The internal combustion engine, particularly with regard to passenger car and light truck applications, has been the subject of extensive and exhaustive development. One of the more recent improvements involves operation of an internal combustion engine as a flexible fuel engine, i.e., an engine operating on a variety of fuels, most commonly gasoline and E85 (a mixture of 85 percent ethanol and 15 percent gasoline). While a flexible fuel engine presently offers certain advantages from the standpoint of fuel expense and the larger issue of foreign oil dependency, there are operational issues which are the subject of much contemporary research and development.
For example, while a typical flexible fuel engine operating on E85 offers performance improvements due to the higher octane of the ethanol that allows the spark timing to be set at more favorable crank angles under heavy load conditions, these improvements are limited because the engine air flow, which is the primary power limiting factor, remains unchanged.
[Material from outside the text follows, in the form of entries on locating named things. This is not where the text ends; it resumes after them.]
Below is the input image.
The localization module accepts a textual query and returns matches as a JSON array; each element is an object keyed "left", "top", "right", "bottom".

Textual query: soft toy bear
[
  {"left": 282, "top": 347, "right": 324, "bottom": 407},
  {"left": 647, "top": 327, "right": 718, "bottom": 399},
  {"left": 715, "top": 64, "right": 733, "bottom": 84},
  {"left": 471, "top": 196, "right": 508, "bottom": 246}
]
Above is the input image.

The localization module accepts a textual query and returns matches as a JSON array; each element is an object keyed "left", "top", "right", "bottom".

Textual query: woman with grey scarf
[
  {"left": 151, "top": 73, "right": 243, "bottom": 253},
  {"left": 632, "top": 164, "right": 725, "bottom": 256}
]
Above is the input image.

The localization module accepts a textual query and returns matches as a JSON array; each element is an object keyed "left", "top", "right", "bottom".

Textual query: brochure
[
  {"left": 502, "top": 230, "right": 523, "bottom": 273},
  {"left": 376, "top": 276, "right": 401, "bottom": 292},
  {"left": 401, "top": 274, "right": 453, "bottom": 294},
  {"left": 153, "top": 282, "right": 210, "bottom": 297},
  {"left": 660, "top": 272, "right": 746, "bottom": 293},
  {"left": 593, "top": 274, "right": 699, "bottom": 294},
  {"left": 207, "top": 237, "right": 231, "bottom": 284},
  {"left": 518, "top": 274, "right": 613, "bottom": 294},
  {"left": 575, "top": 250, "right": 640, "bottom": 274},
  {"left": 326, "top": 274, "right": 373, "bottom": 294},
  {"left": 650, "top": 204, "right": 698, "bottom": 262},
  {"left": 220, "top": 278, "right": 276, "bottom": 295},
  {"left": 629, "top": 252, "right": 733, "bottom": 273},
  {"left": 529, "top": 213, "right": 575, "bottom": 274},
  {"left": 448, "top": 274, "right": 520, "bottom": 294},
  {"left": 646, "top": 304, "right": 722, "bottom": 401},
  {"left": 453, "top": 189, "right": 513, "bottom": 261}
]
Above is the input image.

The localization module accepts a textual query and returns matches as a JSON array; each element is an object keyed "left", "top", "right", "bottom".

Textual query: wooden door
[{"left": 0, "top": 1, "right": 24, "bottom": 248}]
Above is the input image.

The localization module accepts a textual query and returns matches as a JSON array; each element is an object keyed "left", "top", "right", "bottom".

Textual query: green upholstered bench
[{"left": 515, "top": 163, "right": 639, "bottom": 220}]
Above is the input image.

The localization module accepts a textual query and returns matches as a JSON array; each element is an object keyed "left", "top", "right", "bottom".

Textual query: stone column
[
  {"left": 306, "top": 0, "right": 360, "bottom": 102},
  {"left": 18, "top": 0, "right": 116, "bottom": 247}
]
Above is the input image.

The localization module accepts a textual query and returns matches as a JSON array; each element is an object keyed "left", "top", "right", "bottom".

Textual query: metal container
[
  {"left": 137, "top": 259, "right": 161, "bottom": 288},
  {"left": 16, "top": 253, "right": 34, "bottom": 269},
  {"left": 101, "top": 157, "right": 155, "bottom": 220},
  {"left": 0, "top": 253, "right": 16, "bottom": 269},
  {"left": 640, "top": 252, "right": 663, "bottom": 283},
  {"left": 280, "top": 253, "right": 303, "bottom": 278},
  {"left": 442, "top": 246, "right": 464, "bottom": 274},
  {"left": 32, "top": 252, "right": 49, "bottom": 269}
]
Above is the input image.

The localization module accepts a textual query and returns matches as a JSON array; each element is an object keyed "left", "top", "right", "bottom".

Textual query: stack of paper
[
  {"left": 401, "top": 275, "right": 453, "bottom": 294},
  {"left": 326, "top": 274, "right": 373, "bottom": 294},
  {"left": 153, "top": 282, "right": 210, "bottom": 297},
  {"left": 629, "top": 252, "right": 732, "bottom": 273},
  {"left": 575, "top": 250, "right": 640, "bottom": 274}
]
Thus, the performance and fuel economy potential of the E85 fuel are not fully realized.
Another technology undergoing rapid development is referred to as impulse charging. Here, a rapidly operating, essentially two position impulse valve is disposed in each intake runner between the common air supply and the conventional intake valve. Generally speaking, it is disposed proximate the intake valve such that it defines a relatively short length of intake runner which is opened and closed by the impulse valve in timed relation to the operation of the intake valve.
During the first half of the intake stroke, the impulse valve is closed, creating a vacuum. When the impulse valve opens, air is rapidly drawn into the cylinder from the intake manifold. At the end of the intake stroke, the impulse valve rapidly closes to trap a maximum possible amount of air in the intake runner and cylinder downstream of the impulse valve. Air in the runner downstream of the impulse valve is compressed to higher pressures during the first part of the compression stroke while the intake valve is still open. As the intake stroke begins again, this pressurized air enhances scavenging, reduces the in-cylinder temperature and minimizes any pre-ignition tendency. An impulse charged engine typically provides improved volumetric efficiency.
Because of the new and developing nature of these technologies, improvements in flexible fuel and impulse charging technologies are both possible and desirable. The present invention relates to an improvement for an internal combustion engine utilizing these technologies.